According to Kenyon, part of the reason that deal was successful wasn’t simply because of the fee AB InBev were paying, but also because of how the beer giant activated the partnership, helping to amplify the Williams brand.
While AB InBev are no longer part of Williams’ portfolio, the team is now in a position where it can be more selective about partnerships. Kenyon has had to say no to partnerships more than once, with a focus on ensuring sponsors are the right cultural fit. Williams have also been strengthening relationships with their partners through initiatives like an exclusive event for sponsors at the recent Miami Grand Prix, which Kenyon believes is good for business.
“Your partner should be your biggest reference to doing things well,” he adds. “So I think getting the fit, getting the value fit, getting the proposition fit [is key].”
‘We’re over-indexing against teams in similar positions’
Williams’ title sponsorship deal with Atlassian has been arguably the biggest validation yet of their new commercial approach. When the partnership was announced in February 2025, team principal James Vowles told BlackBook Motorsport that it was “one of the biggest deals” across sports.
Title partnerships in Formula One are the most valuable – and visible – real estate a team can sell, making them highly attractive to brands. However, they are also competitive to secure because of the scale of the investment required from the sponsor over what is typically a multi-year commitment.
Prior to that, Williams hadn’t had a title sponsor for five years, making the deal with Atlassian key to their resurgence.
“If you look at our revenue now, we’re over-indexing against teams in a similar position,” notes Kenyon. “Landing a title sponsor was, I think, an external validation that Williams was going in the right direction and worthy of achieving the revenue streams that a title sponsor gives you.”

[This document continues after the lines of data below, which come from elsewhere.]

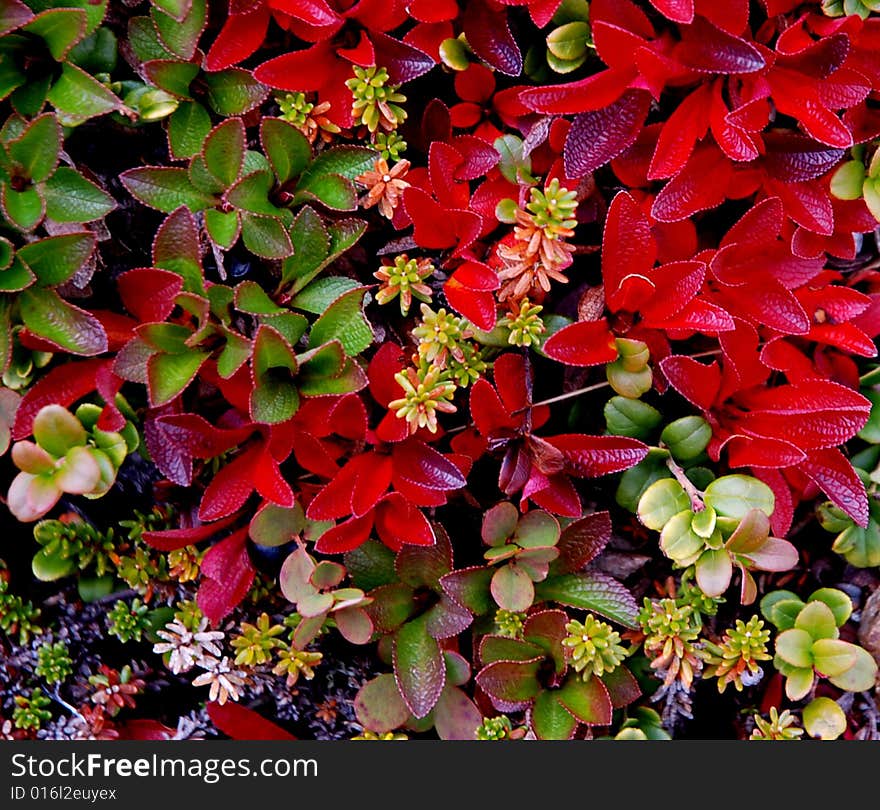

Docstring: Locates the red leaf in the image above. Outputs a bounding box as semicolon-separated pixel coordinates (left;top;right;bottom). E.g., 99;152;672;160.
547;433;648;478
367;342;407;408
199;446;261;521
372;29;434;84
376;492;436;551
443;274;498;332
461;0;522;76
196;528;255;625
544;318;617;366
660;355;721;411
403;186;482;251
349;453;393;517
116;267;183;323
753;469;794;537
205;4;269;70
651;0;694;23
315;512;374;554
205;700;296;740
737;380;871;450
651;146;732;222
155;413;254;458
724;436;807;469
12;360;111;441
648;85;711;180
673;17;766;73
144;516;241;551
470;379;520;436
564;90;651;177
253;446;295;509
392;439;467;492
553;512;611;574
602;192;657;311
452;135;501;180
764;132;844;183
800;449;868;528
519;67;636;115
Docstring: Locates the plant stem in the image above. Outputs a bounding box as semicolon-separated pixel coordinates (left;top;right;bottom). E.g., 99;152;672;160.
661;445;706;512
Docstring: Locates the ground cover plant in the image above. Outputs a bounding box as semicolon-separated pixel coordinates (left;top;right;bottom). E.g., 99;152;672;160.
0;0;880;741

Another sign of the team’s commercial momentum was the capture of Anthropic as official thinking partner. Kenyon claims the team beat off competition from much bigger Formula One teams to secure a partnership with the company, which is one of the trendiest businesses in the artificial intelligence (AI) space and is best known for developing AI assistant Claude.

Claude will have an active role in supporting how Williams thinks, plans and performs across race strategy, car development and operations (Image credit: Getty Images)

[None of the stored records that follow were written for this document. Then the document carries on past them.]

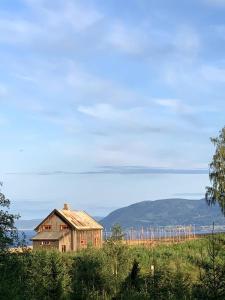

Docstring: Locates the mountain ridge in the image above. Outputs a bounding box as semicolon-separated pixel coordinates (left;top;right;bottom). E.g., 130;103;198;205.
101;198;225;230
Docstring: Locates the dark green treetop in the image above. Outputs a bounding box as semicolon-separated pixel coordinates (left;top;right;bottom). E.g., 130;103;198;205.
0;182;19;252
205;127;225;216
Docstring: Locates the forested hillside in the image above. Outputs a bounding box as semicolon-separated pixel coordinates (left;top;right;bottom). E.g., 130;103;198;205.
101;199;225;229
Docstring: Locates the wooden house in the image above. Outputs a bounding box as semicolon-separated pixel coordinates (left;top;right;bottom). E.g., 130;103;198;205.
31;204;103;252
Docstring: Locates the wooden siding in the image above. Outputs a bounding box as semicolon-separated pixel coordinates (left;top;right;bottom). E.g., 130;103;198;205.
33;214;102;252
76;229;102;250
33;241;59;250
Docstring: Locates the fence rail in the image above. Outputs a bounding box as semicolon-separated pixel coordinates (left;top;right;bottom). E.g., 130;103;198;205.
104;225;225;245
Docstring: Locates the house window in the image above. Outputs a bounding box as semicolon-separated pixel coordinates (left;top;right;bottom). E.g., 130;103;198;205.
60;224;69;230
43;225;52;230
40;241;51;246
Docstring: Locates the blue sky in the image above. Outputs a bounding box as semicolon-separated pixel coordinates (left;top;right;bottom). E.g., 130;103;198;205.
0;0;225;219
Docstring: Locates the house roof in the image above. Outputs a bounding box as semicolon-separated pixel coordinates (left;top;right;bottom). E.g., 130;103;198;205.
31;231;65;241
57;209;103;230
35;209;103;230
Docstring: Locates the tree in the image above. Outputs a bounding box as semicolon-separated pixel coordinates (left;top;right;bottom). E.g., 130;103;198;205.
0;182;19;252
205;127;225;216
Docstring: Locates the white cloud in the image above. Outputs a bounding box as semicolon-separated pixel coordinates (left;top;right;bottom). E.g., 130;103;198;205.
174;26;201;58
0;0;104;50
0;83;8;99
203;0;225;7
155;99;193;114
200;65;225;83
78;103;138;122
66;66;140;103
106;22;148;55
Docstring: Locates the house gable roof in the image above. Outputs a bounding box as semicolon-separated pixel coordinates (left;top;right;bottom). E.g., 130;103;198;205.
31;231;68;241
34;209;103;231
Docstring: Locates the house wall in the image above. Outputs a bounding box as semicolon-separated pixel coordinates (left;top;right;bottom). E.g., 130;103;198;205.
76;229;102;250
33;241;59;250
33;214;72;252
33;214;102;252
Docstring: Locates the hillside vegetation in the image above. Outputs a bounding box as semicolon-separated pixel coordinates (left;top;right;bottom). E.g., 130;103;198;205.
0;235;225;300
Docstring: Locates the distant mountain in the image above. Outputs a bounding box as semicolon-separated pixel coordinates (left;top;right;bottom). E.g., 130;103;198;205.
100;199;225;230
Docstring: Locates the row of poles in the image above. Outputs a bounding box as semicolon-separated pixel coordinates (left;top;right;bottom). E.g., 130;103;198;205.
104;225;196;242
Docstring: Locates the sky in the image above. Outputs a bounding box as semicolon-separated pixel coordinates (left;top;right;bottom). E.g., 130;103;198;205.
0;0;225;219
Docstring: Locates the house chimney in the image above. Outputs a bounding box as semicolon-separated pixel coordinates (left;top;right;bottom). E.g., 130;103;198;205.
63;203;70;210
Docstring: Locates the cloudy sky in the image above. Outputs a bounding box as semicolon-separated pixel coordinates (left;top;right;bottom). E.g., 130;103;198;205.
0;0;225;219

“We were up against Mercedes, Ferrari and McLaren, and here we are in seventh place,” Kenyon says. “So, we had to be creative, we had to dig deep.
“You’ve got to have plenty of touch points, you’ve got to keep in contact, and this is a business that, when we started talking to them, was US$80 billion market cap. By the time we’re getting close to doing a deal with them, they were US$800 billion. Their strategy is three months, not three years.
“You’ve just got to work at that level. And what became obvious was that they wanted to be inside our business and be very much part of the journey.”
The key to this is that Williams are not selling the promise of short-term success. Partners know that this is a team in recovery from the moment conversations start. In this instance, that journey back to the top created strong alignment with a company like Anthropic which is undergoing its own rapid expansion.
According to Kenyon, the path back to the top of the sport will mean winning races in 2028 and challenging for the championship by 2030. Williams might be beating teams above them on the grid to sponsors, but the question now is whether that commercial success can contribute to them catching their rivals on the track too.